Gavin Woods berufliche Laufbahn ist voller Legenden. Vom Doktor der Informatik an der University of York in Großbritannien über den Kernentwickler von Ethereum bis hin zur Gründung von Polkadot und der Förderung seiner Entwicklung zu einem multi-chain-Ökosystemführer hat jeder seiner Schritte die Entwicklung der Blockchain-Branche tiefgreifend beeinflusst. Gavin Wood ist jedoch nicht nur ein Technik-Freak, sondern auch ein leidenschaftlicher DJ, der Musik liebt.

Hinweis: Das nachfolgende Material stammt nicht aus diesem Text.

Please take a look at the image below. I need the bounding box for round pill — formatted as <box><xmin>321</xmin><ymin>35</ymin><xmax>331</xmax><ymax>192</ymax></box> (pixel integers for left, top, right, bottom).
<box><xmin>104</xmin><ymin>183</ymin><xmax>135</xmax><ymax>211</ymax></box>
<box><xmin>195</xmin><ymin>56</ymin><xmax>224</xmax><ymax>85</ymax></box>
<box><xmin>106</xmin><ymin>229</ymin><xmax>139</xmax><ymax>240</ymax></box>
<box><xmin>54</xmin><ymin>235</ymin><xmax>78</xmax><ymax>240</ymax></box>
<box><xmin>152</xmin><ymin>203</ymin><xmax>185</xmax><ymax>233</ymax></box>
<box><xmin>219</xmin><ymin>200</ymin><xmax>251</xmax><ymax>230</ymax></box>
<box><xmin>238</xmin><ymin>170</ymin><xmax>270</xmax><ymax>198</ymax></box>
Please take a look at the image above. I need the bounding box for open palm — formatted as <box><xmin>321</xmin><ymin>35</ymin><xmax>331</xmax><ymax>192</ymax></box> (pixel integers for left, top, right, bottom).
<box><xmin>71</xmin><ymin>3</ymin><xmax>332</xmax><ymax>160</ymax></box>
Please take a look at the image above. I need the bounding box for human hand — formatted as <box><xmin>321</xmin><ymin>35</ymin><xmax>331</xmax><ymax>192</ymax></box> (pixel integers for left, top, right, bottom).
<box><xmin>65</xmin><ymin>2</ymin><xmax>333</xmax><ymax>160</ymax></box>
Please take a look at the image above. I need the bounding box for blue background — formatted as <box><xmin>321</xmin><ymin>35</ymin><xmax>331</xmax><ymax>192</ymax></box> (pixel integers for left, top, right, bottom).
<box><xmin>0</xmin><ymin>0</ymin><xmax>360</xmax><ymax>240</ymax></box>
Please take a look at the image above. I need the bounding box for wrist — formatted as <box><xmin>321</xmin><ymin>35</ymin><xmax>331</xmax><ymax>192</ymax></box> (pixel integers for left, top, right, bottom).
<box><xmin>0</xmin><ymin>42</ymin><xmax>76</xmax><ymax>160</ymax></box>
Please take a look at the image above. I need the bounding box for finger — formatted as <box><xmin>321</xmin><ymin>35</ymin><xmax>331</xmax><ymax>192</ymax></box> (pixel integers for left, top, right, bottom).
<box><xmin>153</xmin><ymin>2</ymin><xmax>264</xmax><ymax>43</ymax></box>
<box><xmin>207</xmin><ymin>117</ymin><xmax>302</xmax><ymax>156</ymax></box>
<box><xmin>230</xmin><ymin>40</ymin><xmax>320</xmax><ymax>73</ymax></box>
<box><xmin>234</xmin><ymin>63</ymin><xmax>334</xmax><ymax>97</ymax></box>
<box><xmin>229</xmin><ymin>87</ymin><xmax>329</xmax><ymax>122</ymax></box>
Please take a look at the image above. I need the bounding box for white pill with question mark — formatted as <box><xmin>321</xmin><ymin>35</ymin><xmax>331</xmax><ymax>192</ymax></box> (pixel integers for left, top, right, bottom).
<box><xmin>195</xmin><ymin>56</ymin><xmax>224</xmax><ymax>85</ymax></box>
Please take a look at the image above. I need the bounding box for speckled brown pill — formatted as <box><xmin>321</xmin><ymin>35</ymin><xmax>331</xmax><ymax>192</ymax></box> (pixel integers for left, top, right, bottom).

In einem Interview gestand er, dass obwohl er sich derzeit fast ausschließlich auf die Entwicklung von JAM konzentriert, er immer noch die Hoffnung hat, seine DJ-Tätigkeit wieder aufzunehmen und in der Musik Ausgleich und Inspiration zu finden. Diese doppelte Leidenschaft für Technologie und Kunst macht Gavin Wood auch in der Blockchain-Branche außergewöhnlich.
Gavin Wood hat in einem Interview ausführlich die technologischen Durchbrüche von Polkadot in diesem Jahr erklärt, darunter die Optimierung des asynchronen Backings, einen neuen SDK-Veröffentlichungszyklus und eine signifikante Verbesserung der Dezentralisierung von Validierungsknoten. Insbesondere erwähnte er, dass die Leistungsbewertung des “Spam Mining” im Polkadot-Ökosystem seine führende Position in Bezug auf Skalierbarkeit beweist. Darüber hinaus hat die Web3 Foundation 10 Millionen DOT für die Entwicklung des JAM-Ökosystems bereitgestellt, um weltweit JAM-Entwicklungsteams zu fördern und die Implementierung dieser revolutionären Rechenplattform voranzutreiben.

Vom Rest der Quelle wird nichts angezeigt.